Still More on Legal Liability in Recreational Sports: This is quickly becoming the topic of the summer (see here, here, and here). The Connecticut Supreme Court has ruled that in skiing, a negligent collision can lead to legal liability. In addition, the court ruled that a ski area operator can be liable for a collision, if caused by an employee, despite a state statute that says skiers assume the risk of "collision with any other person by any skier while skiing."
The plaintiff in the case was injured while skiing when she collided with a ski instructor, allegedly because of the instructor's negligence. She sued in federal court and the judge certified two questions of state law: (1) Does a skier assume the risk of an employee-caused collision, thereby foreclosing a negligence action against the ski area? and (2) Does Connecticut extend the doctrine of Jaworski v. Kiernan to the sport of skiing? In that 1997 case, the state supreme court ruled that in order to sue in tort, the injuries from a collision in an amateur soccer game had to arise from intentional or reckless conduct, not mere negligence.
The majority "compared skiing to golf, running and bicycling, where physical contact is unusual, as opposed to football, hockey and basketball, where contact is expected."

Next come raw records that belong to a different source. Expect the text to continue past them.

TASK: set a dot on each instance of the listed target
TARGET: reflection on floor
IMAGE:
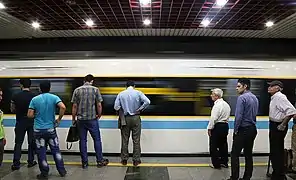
(151, 169)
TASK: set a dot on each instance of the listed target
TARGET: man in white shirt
(218, 130)
(280, 113)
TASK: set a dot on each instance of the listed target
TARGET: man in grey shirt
(131, 102)
(87, 107)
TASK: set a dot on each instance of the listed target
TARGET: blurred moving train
(179, 89)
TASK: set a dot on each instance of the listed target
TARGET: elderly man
(280, 113)
(245, 130)
(218, 130)
(132, 102)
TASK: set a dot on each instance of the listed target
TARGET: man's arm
(289, 110)
(145, 101)
(31, 110)
(99, 100)
(238, 113)
(74, 100)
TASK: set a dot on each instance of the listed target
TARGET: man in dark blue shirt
(19, 104)
(245, 130)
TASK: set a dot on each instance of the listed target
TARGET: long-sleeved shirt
(220, 113)
(246, 110)
(131, 100)
(280, 107)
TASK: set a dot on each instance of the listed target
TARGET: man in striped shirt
(87, 107)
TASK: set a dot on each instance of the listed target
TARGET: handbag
(73, 135)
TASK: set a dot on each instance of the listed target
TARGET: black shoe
(124, 162)
(32, 164)
(42, 176)
(13, 168)
(84, 165)
(136, 163)
(104, 162)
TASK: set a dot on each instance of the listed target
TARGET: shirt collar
(218, 100)
(276, 94)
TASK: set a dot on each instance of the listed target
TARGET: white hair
(218, 92)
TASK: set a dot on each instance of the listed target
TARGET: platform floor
(150, 169)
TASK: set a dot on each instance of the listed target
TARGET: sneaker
(32, 164)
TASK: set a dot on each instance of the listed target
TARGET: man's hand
(57, 122)
(281, 127)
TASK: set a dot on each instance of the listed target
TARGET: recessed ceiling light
(35, 25)
(145, 2)
(221, 2)
(269, 24)
(2, 5)
(205, 22)
(89, 23)
(146, 22)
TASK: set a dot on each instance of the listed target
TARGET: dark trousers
(244, 139)
(276, 141)
(1, 151)
(133, 124)
(44, 138)
(20, 130)
(219, 145)
(93, 127)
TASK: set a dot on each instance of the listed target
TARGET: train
(179, 90)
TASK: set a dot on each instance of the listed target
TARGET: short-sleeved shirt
(21, 101)
(86, 97)
(44, 106)
(280, 107)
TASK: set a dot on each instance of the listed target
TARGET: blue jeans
(43, 138)
(21, 128)
(93, 127)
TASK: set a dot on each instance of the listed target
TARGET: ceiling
(66, 18)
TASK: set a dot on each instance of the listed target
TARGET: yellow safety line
(143, 164)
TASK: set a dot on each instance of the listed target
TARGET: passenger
(132, 102)
(87, 107)
(19, 104)
(293, 145)
(42, 108)
(245, 130)
(2, 133)
(218, 130)
(280, 113)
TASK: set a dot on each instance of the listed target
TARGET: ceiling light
(269, 24)
(146, 22)
(89, 23)
(145, 2)
(221, 2)
(205, 22)
(2, 5)
(35, 25)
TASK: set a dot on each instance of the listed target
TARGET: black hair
(45, 86)
(245, 82)
(130, 83)
(89, 78)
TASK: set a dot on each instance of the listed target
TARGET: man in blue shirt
(245, 130)
(131, 102)
(42, 109)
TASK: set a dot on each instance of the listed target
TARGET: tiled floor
(149, 171)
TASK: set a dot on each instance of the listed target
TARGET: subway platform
(176, 168)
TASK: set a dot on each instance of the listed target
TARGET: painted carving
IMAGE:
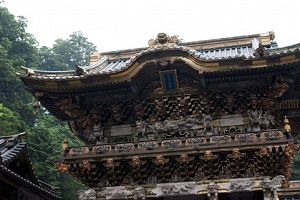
(160, 160)
(111, 164)
(163, 39)
(208, 156)
(270, 187)
(61, 167)
(124, 147)
(135, 161)
(236, 154)
(171, 143)
(171, 189)
(240, 185)
(101, 148)
(70, 107)
(264, 151)
(212, 191)
(281, 85)
(260, 120)
(116, 193)
(85, 165)
(139, 193)
(148, 145)
(89, 194)
(220, 139)
(195, 141)
(79, 150)
(141, 129)
(271, 135)
(207, 123)
(246, 137)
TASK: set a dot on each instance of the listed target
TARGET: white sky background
(124, 24)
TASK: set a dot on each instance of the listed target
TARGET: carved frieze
(148, 145)
(220, 139)
(271, 135)
(85, 165)
(209, 156)
(89, 194)
(139, 193)
(124, 147)
(79, 150)
(61, 167)
(212, 191)
(171, 143)
(172, 189)
(281, 85)
(195, 141)
(236, 154)
(163, 39)
(101, 148)
(116, 193)
(240, 185)
(160, 160)
(246, 137)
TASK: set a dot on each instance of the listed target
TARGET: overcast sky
(123, 24)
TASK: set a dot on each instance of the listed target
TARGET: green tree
(66, 54)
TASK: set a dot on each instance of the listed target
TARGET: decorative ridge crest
(162, 39)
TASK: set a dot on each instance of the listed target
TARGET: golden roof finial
(287, 126)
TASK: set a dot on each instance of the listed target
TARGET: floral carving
(139, 193)
(61, 167)
(87, 194)
(160, 160)
(281, 85)
(208, 156)
(236, 154)
(136, 162)
(212, 191)
(85, 164)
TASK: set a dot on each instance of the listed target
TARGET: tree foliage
(17, 48)
(66, 53)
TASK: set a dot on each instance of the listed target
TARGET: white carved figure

This is a fascinating case which raises even more questions about the legal liability of not only those that participate in, but also those that provide recreational sporting opportunities. It could also have a drastic impact on the skiing industry, as any increase in potential legal liability can cause slopes to close or raise their prices. A 1978 Vermont court decision assigning legal liability to a ski resort resulted in a slew of legislation protecting the economically valuable ski providers.